Чем Польша отличается от других стран? И наша нация от других наций? Мне вспомнились лекции моих преподавателей во Львовском университете Яна Казимира, разговоры с отцом и братом…
У поляков чрезвычайно сильно чувство общности между отдельным человеком и всей нацией – чувство, подкрепленное историческим опытом, который показывает, что проигранная война влечет за собой губительные для всего народа последствия. В других странах за поражением следует оккупация, они выплачивают контрибуцию, вынуждены сократить армию, иногда дело доходит до изменения границ. Когда же польские солдаты терпят поражение на поле боя, весь народ постигают губительные бедствия: соседи грабят и делят между собой территорию Польши, стремятся уничтожить ее культуру и язык. Вот почему война для нас – событие грандиозного масштаба[30]30
Автор имеет в виду следующие события, оставившие глубокий шрам в памяти поляков: поражение восстания 1794 г. под предводительством Костюшко (взят в плен в битве при Мацеёвице) и последовавший за этим в 1795 г. третий раздел Польши (между Россией, Пруссией и Австрией), «навсегда уничтоженной», как поклялись монархи этих трех стран; подавленные восстания 1830 и 1863 гг. и неоднозначную реакцию как друзей, так и недругов возрожденной Польши, когда она отстояла свою независимость, одержав победу в русско-польской войне (1919–1921).
[Закрыть].
Люди по-разному вели себя перед лицом катастрофы. Одни, понимая весь ужас происходящего, отгораживались от него «защитной стеной», не пускали его в свое сознание и жили словно бы в ином мире. Другие, зная, что означает поражение Польши, впадали в отчаяние, которое иногда кончалось самоубийством. Они тоже «отрицали» реальность, но по-своему – уходя в смерть.
Я шел вперед и сознательно отмахивался от осаждавших меня вопросов. Не желал допустить мысль о том, что Польша как государство окончательно и бесповоротно погибла. Во мне теплилась надежда, что союзники скоро разобьют Германию или заставят ее покинуть Польшу. Я уже знал, что сопротивление польской армии сломлено, но сам не мог смириться. Какая-то часть меня продолжала, вопреки рассудку, верить, что у Польши еще остались жизненные силы и они сосредоточены в Варшаве.

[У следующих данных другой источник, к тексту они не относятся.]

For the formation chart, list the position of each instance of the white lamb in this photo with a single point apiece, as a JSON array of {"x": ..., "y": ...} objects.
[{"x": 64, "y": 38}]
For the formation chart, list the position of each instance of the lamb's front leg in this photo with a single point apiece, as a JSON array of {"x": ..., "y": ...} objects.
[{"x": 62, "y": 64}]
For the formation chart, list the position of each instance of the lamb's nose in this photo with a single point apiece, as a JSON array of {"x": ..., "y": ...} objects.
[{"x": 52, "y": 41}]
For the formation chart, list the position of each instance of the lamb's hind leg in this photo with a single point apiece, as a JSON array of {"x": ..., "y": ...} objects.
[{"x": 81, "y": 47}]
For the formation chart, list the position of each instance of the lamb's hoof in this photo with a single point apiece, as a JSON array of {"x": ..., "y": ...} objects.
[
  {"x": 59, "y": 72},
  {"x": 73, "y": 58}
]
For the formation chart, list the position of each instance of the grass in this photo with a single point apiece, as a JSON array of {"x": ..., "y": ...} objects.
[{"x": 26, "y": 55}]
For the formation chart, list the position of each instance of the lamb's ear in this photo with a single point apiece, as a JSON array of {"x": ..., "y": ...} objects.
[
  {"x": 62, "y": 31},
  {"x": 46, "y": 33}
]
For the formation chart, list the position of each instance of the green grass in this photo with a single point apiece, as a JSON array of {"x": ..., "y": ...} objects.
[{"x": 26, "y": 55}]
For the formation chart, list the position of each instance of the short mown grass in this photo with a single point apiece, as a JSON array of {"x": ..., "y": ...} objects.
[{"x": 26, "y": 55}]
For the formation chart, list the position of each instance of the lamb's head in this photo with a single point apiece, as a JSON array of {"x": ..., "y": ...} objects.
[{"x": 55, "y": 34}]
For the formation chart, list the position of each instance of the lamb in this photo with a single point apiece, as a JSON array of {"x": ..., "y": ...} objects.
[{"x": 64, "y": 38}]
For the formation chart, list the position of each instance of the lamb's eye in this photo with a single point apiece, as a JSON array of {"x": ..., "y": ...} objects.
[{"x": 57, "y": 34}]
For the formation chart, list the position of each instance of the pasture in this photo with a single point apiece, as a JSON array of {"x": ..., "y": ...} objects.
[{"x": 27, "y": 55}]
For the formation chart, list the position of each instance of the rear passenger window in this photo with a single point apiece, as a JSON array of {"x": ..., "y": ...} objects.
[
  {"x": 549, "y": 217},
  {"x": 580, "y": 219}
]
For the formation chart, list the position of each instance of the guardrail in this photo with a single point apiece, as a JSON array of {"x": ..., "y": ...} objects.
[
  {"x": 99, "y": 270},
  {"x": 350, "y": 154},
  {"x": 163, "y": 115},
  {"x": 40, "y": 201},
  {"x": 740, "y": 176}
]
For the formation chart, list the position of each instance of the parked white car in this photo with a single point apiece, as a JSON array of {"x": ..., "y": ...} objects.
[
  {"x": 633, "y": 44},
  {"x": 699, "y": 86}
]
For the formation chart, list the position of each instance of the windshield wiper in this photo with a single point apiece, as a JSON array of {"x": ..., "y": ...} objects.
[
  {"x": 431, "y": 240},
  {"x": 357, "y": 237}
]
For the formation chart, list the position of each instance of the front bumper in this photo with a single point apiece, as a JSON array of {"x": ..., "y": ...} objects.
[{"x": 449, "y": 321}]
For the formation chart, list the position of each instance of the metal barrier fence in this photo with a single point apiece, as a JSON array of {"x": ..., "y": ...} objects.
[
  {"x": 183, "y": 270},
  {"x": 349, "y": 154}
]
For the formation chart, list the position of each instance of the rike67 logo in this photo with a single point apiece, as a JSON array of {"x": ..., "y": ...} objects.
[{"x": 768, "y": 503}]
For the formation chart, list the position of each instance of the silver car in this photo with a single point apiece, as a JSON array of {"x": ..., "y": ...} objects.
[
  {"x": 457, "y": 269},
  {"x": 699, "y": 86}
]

Поэтому я стремился в столицу. Все шесть дней пути торопился так, будто у меня назначена важная встреча, на которую нельзя опоздать. В окрестностях Кельце дороги были пустынны, но чем дальше, тем больше стекалось беженцев, спешащих, как и я, в Варшаву; когда же я наконец вышел на главное шоссе, оно было забито машинами, так что и не проберешься.
Мужчины и женщины, молодые и старые, пешком и на колесах стекались из разных мест или возвращались домой в столицу. Тут были и варшавяне – торговцы, рабочие, врачи, адвокаты и т. д., и уроженцы разбомбленных маленьких городов и деревень. Попадались крестьяне – они тащили с собой любовно отобранные из убогого скарба вещи. Женщины прижимали к себе детей и шли твердым, уверенным шагом, точно загипнотизированные. У кого-то были с собой продукты, у кого-то – одежда, а у некоторых – даже мебель. Помню, я заметил в одном фургоне блестящее пианино черного дерева.
Были и такие, кто, наоборот, направлялся из Варшавы за город, с трудом прокладывая путь против людского течения.
По дорогам двигались многотысячные толпы, состоявшие из самого пестрого люда, немало было и молодых парней вроде меня, на вид здоровых и целехоньких; им, как и мне, явно не довелось пустить в ход начищенное оружие, которое когда-то у них было. И никакой сплоченности между беженцами. Каждый слишком озабочен своими бедами, чтобы обращать внимание на чужие. Разговаривали мало. Все шли молча, с подавленным видом.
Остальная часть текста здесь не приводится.